Despite the limitations, the research marks a major step forward in understanding a subculture that is often shrouded in fear and stigma. By focusing on mental health, social isolation, and the role of ideology, the findings challenge simplistic portrayals of incels as a monolithic group and open the door to more compassionate, evidence-based responses. Future research may help refine interventions, test the dual pathways hypothesis, and explore how similar patterns might emerge in other online communities centered on male identity and grievance.

“Our next major goal is to conduct a large-scale longitudinal study to track the development of incel ideology over time,” Thomas told PsyPost. “We want to understand how this ideology evolves—how it’s shaped by engagement with online forums, by exposure to other parts of the manosphere, and by personal life circumstances. We’re also interested in identifying protective factors—what helps some people avoid getting pulled deeper into these belief systems.”

“Beyond that, we’re turning our attention to interventions. Our current study identified two distinct pathways into incel identity: one rooted in social exclusion and low self-esteem, and the other linked to antisocial personality traits and extreme right wing views. These pathways point to very different intervention needs. What works for someone dealing with loneliness and a history of bullying will look very different from what’s needed for someone with dark triad traits and extremist beliefs.”

“As a clinician, I also work one-on-one with incel clients—but that kind of support doesn’t scale well,” Thomas said. “So, we’re now exploring simple, scalable interventions that could be delivered to larger groups. These might include behavioral disengagement strategies or even AI-supported tools. We’ve got several ideas in the pipeline.”

“It’s also worth noting that while some incels are firmly entrenched in the ideology and resistant to help—often describing themselves as having “accepted their fate”—others are actively seeking support.
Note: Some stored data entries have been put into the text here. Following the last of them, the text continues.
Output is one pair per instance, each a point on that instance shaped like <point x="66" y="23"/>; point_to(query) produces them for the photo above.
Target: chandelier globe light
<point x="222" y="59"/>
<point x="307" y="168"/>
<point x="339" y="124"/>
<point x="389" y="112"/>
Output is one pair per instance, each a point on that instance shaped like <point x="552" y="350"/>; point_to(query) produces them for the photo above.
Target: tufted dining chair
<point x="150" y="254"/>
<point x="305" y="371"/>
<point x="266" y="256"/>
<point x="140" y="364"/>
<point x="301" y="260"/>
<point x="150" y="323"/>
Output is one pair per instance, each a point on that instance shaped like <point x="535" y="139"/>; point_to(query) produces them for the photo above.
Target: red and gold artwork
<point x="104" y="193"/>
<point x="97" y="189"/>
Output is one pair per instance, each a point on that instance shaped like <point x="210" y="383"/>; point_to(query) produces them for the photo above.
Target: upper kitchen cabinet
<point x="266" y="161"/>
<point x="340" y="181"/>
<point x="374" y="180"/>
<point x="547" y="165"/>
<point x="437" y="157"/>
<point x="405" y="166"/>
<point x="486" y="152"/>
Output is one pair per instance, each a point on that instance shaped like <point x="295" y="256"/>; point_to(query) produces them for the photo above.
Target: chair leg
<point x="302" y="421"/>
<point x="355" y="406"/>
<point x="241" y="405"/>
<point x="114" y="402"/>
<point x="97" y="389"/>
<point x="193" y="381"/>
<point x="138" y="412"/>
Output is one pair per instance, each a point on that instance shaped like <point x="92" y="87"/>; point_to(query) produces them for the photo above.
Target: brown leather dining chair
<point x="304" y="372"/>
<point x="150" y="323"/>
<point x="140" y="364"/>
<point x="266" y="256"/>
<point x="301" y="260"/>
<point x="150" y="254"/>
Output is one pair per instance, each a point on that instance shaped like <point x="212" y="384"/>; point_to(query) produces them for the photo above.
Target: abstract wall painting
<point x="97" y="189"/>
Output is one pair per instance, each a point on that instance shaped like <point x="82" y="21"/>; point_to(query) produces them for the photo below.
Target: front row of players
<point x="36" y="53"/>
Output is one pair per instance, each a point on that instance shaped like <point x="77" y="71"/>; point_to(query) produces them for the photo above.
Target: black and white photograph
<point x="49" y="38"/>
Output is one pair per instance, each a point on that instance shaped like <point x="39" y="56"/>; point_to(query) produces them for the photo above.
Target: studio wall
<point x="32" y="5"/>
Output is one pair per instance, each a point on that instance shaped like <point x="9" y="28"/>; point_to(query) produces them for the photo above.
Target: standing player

We regularly hear from incels who want change, and we want to develop interventions that can genuinely serve that group.”

“Looking ahead, we’re also keen to broaden the scope of our research to include other communities within the manosphere—such as pick-up artists, Men Going Their Own Way (MGTOW), and related groups,” Thomas explained. “Understanding how these ideologies overlap and differ will help us build a more comprehensive picture of male identity and vulnerability in the digital age.”

The study, “The Dual Pathways Hypothesis of Incel Harm: A Model of Harmful Attitudes and Beliefs Among Involuntary Celibates,” was authored by William Costello, Joe Whittaker, and Andrew G. Thomas.